The opening bid, “Yotsuya Ghost Story”, is adapted from a famous Japanese play from 1825, the same play that inspired The Ring. The story is about two men who gain wealth and status through unsavory methods, but a curse by a poisoned woman haunts their every step. Despite being a ghost story, the way the events are conveyed carries absolutely no fear or suspense. For one, the dodgy animation poorly distinguished between similar looking characters, and scenes like swarms of rats attacking people or bloody stabbings are muddled by sloppy drawings and flat camera work. Another major problem is that we’re told events are scary instead of being made to believe they are. Segments break the 4th wall when a playwright informs us viewers of “creepy” circumstances surrounding live action productions of the play, but these segments add little in the way of suspense and instead confuse us because they’re unconnected to the main story. In general, the presentation of this arc is terribly disappointing.

Next is “Goddess of the Dark Tower”. Also an adaptation of a classic play, it tells the tried and true story of forbidden love; one between a well-meaning everyman who serves a buffoonish noble, and a powerful man-eating goddess who lives in a castle with her spirit retainers. The animation is scarcely improved from the previous arc, but is better overall simply because the characters have more charisma than a cardboard box. Everything plays out predictably, and the big battles between the lord’s men and the castle guardians lack visual oomph, but in the end I did nominally care about the fate of the star-crossed lovers.

It’s just as well that both preceding arcs are best forgotten since “Goblin Cat” is far and away the best story of the three. In contrast to the previous stories, this one displays the strengths of an animated screenplay not tied down by live stage conventions, delivering one of the most stylistically inventive and sensory engaging animated TV arcs I’ve ever seen. It’s about a wandering medicine seller who happens across a wedding ruined by seriously bad mojo, but in exorcising the spirit he uncovers more than one demon in the process. Playing out like a supernatural murder mystery, the star of the case is the unnamed medicine seller. He looks like a gypsy, but carries a quiet, composed confidence that is immediately attractive. The art direction in this segment takes several leaps forward, featuring spectacular collages of textures and colors, yet the nuanced screenplay understands when to tone down the picture and when to crank it up.
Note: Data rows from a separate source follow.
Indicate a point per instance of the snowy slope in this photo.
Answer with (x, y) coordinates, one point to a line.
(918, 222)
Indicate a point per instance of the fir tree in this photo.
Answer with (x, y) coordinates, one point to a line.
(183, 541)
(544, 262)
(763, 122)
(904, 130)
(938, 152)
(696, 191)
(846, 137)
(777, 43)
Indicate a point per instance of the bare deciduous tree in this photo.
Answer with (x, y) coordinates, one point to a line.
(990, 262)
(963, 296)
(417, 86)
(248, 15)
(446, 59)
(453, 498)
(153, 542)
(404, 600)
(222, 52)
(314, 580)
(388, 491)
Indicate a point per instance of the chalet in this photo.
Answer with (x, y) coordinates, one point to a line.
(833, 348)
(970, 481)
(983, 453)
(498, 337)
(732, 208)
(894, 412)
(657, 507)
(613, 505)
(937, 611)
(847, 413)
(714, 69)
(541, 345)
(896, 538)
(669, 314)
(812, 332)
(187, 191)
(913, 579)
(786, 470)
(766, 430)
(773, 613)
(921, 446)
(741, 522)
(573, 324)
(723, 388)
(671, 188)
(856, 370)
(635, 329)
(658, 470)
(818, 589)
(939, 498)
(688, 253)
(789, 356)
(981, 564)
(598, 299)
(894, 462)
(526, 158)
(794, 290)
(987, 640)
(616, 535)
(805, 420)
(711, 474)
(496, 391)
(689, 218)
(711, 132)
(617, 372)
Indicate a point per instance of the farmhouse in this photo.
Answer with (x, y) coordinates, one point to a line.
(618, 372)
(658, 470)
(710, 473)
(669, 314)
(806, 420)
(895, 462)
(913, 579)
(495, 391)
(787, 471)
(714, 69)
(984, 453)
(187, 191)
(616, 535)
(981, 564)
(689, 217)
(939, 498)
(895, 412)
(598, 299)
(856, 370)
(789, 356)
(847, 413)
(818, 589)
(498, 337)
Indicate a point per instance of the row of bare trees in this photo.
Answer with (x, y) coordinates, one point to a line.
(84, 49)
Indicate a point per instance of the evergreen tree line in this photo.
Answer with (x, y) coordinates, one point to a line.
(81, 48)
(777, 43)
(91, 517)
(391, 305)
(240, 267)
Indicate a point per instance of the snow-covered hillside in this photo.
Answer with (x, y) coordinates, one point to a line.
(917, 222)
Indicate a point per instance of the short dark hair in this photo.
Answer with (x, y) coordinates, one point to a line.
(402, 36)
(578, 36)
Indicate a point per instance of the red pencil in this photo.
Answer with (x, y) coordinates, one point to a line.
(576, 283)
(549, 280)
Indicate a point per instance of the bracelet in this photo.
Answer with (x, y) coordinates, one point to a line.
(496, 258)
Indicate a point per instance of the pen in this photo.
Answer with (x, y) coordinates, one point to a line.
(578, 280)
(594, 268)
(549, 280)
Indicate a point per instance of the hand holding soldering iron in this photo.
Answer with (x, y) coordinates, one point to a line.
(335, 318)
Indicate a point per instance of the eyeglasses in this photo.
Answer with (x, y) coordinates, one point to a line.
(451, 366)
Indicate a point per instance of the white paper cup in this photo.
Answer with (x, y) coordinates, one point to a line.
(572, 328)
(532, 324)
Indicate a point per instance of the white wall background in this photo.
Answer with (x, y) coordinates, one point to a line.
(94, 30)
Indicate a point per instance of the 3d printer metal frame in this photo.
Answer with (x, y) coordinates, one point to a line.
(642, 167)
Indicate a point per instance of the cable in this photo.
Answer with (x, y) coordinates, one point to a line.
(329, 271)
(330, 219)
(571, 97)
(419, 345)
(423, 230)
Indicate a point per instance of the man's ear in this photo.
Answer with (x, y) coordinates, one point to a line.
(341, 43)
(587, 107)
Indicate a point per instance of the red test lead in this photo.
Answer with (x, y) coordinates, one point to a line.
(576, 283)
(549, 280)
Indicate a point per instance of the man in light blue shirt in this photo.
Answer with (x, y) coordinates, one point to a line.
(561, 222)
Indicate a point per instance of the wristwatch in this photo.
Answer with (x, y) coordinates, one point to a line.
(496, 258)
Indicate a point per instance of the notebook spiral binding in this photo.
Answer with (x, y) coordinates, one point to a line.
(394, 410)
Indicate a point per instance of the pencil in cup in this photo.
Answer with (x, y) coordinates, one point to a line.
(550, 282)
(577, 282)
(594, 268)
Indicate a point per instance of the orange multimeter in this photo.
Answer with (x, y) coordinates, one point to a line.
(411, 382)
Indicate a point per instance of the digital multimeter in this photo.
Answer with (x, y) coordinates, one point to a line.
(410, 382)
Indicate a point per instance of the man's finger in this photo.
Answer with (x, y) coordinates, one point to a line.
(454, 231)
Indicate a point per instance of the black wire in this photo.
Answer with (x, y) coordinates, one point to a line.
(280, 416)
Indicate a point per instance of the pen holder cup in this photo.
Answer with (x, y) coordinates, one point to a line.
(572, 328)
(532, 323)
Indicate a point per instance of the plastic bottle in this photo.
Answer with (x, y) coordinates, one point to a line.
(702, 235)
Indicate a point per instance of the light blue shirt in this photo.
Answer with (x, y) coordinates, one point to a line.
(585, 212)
It builds anticipation for most of the story by making the goblin cat invisible, but when it finally attacks it practically leaps off of the screen. Terrific utilization of music and sound effects add big punch to each twist of the script as it slowly peels back layers of secrets. All these elements together create a delightfully playful, grotesque, and at last, truly horrifying experience.

I count Ayakashi: Japanese Classic Horror as a successful experiment. While “Yotsuya Ghost Story” and “Goddess of the Dark Tower” are chores to watch, “Goblin Cat is special” with a capital “S”. It impressed audiences and producers in Japan enough to earn a full series spinoff, Mononoke, featuring more riveting cases of the medicine seller. Beyond spawning one of the finest works of animated television to grace Noitamina, the concept behind Ayakashi is novel enough to warrant a viewing.